When Enron Corp. went from the one of the world’s largest energy trading companies to bankruptcy court in an incredibly swift fall, nearly 1,000 members of Electrical Workers Local 125 at Enron-owned Portland (Ore.) General Electric saw most of their retirement savings evaporate, as did more than 11,000 other Enron employees around the nation.

Two of those IBEW workers told a Senate panel Dec. 18 that their Enron 401(k) plans—bulging with company stock—became virtually worthless, while Enron executives were bailing out by selling off more than $1 billion in Enron stock.  

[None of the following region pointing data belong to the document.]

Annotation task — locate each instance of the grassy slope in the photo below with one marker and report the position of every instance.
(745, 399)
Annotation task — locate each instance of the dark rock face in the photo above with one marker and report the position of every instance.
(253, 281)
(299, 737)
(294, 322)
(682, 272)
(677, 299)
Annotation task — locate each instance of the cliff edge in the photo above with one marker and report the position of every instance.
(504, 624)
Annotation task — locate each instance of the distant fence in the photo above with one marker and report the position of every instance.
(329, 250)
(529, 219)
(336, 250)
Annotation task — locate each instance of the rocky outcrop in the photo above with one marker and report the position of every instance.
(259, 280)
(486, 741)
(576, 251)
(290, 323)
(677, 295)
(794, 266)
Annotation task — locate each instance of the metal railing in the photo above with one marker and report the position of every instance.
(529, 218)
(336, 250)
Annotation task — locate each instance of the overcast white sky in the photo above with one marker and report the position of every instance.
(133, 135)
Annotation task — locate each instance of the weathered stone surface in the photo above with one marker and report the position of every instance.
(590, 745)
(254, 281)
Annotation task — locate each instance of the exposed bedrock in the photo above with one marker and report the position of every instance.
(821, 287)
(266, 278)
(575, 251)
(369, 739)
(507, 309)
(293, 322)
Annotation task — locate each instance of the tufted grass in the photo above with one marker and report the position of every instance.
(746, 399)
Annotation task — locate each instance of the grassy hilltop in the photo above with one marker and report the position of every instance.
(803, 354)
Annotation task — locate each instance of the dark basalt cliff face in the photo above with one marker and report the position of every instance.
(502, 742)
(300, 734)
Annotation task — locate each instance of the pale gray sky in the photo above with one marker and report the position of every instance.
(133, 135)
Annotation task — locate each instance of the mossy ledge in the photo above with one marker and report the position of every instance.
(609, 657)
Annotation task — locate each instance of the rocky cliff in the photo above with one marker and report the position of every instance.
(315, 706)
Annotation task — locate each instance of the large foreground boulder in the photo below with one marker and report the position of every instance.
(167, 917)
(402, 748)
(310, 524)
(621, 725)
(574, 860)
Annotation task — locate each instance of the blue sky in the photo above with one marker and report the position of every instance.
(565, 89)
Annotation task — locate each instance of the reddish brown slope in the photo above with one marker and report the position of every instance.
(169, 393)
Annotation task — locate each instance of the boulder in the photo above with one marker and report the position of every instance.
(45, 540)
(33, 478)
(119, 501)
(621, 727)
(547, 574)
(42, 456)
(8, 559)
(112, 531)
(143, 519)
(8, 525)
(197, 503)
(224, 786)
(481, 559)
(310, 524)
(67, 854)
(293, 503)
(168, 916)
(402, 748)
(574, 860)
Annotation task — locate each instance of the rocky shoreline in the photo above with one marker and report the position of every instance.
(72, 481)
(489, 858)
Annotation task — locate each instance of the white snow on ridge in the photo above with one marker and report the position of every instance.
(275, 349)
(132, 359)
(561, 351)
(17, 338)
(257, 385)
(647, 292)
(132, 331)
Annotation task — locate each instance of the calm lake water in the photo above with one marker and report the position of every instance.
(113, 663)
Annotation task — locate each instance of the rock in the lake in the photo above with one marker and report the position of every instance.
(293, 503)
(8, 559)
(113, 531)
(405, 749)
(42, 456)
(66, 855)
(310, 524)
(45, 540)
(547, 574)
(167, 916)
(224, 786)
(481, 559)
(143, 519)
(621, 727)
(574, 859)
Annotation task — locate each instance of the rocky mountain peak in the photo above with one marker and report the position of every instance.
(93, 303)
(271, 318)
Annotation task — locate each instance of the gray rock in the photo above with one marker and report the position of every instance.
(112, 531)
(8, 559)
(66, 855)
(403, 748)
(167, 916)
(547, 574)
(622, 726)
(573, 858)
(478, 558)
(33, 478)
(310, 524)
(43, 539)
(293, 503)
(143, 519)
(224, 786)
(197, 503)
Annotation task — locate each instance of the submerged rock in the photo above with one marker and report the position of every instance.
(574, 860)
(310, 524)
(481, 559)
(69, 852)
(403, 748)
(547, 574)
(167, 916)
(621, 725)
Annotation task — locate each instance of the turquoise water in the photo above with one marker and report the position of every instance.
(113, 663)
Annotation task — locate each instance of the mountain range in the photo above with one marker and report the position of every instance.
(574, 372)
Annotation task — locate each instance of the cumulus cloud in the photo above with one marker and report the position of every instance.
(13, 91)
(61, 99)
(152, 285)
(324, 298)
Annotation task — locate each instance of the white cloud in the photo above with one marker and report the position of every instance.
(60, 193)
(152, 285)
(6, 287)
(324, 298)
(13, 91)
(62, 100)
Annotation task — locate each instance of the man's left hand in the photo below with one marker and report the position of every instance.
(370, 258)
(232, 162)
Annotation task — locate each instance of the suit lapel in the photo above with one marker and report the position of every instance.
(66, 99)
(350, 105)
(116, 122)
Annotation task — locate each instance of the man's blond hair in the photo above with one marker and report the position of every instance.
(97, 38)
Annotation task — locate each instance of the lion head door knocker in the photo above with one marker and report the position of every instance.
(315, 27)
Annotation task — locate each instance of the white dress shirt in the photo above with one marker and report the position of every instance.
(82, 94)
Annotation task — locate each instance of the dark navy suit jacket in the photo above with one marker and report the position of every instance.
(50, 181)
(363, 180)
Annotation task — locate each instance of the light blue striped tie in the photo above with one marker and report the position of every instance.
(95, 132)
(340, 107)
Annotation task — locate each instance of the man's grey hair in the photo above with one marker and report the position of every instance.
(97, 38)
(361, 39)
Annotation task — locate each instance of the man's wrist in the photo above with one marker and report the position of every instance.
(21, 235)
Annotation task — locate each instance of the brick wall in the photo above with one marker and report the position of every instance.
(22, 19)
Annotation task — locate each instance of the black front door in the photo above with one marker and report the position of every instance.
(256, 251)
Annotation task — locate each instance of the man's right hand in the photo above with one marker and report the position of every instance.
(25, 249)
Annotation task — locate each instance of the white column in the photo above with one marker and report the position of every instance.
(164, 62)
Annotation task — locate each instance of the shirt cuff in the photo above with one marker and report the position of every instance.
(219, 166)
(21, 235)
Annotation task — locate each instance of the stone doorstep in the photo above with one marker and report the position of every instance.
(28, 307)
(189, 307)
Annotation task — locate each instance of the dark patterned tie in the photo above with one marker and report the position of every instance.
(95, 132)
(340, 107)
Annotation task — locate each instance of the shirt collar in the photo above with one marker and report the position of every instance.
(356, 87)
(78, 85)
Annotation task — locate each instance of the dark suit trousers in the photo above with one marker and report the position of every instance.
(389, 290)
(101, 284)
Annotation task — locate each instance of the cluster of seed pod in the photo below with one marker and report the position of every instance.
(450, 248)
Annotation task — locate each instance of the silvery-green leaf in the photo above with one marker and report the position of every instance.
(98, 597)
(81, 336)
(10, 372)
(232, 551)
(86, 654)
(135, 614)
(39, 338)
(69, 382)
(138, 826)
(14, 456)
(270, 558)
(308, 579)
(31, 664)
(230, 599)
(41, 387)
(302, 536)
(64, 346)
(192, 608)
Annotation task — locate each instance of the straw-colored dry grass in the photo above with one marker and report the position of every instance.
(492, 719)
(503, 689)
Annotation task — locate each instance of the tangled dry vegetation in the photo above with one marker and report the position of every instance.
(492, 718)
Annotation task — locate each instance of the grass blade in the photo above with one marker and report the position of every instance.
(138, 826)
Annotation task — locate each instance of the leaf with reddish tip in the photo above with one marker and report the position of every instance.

"Little did those of us working hard every day to make the company successful know what was going on at the top of Enron," said Robert Vigil, an electrical machinist working foreman. "We trusted management’s glowing reports of strong financial growth and opportunity. Then in October, Enron’s house of mirrors came crashing down."

That was when word of the company’s business irregularities began coming to light.

"This is an energy company that morphed into a trading company involved in hedge funds and derivatives. It took on substantial risk, created secret off-the-books partnerships and, in effect, cooked the books under the nose of accountants and investors," said Sen. Byron Dorgan (D-N.D.), chairman of the Senate Commerce, Science and Transportation Committee’s Consumer Affairs, Foreign Commerce and Tourism subcommittee, which held the hearing.

"At the time when executives, board members and other insiders were selling over $1 billion in stock and profiting handsomely," Dorgan said, "employees and investors were being set up to take a financial beating."

At a December 12 meeting before the House Financial Services Committee, AFL-CIO Secretary-Treasurer Richard Trumka said Enron "is a story of people so shameless and greedy that literally as the bankruptcy papers were being drawn up, they were still passing what remained of the firm’s cash out to themselves—$55 million on the last working day before they filed for Chapter 11."

Enron’s contributions to workers’ 401(k) accounts were in company stock, and the energy giant encouraged workers to put their own 401(k) contributions into Enron stock, according to Vigil, IBEW Local 125 member Donald Eri and other Enron workers who testified at the Senate hearing.

Worth more than $80 a share one year ago, Enron stock is worth less than $1 a share today. While company executives were cashing out as the stock began to decline, workers had few options to protect their investments.

"The plan prohibits any employee under age 50 from trading the company’s contributions. In other words, the company puts in its own stock, and until we reach age 50, we hold that stock….Until very recently, even after age 50, we could only trade 25 percent of the company’s contributions per year," Vigil said.  

In October, as Enron stock was plunging with the news of the company’s suspicious dealings, the company locked workers out of their 401(k)s, preventing them from recasting their portfolios. Enron claimed the lock-down was planned long before the stock dive as part of a change in plan administrators and also claimed it was in effect only from Oct. 29 to Nov. 12.

"It seems strange to me that as soon as the really bad news came out on Enron, we found ourselves unable to move out of the stock. I have seen that Enron says we were only locked out of our accounts for 10 trading days….But as early as Sept. 26, my co-workers were finding that they could get access to their accounts, but they could not conduct any transactions. As the truth about Enron started to come to light—and as the officers at the top cashed out—we, the employees, had no choice but to ride the stock into the ground," Vigil said.  

Also appearing before the panel, Damon Silvers, AFL-CIO associate general counsel, testified on several securities, stock trading and investment reforms and other measures that could help protect workers from future Enron-like catastrophes, including stronger rules covering stock, securities and investment practices by 401(k) and pension trustees; requiring greater independence of auditors and analysts who are charged with monitoring a fund’s practices and performance; and establishing clear conflict of interest guidelines for auditors and analysts.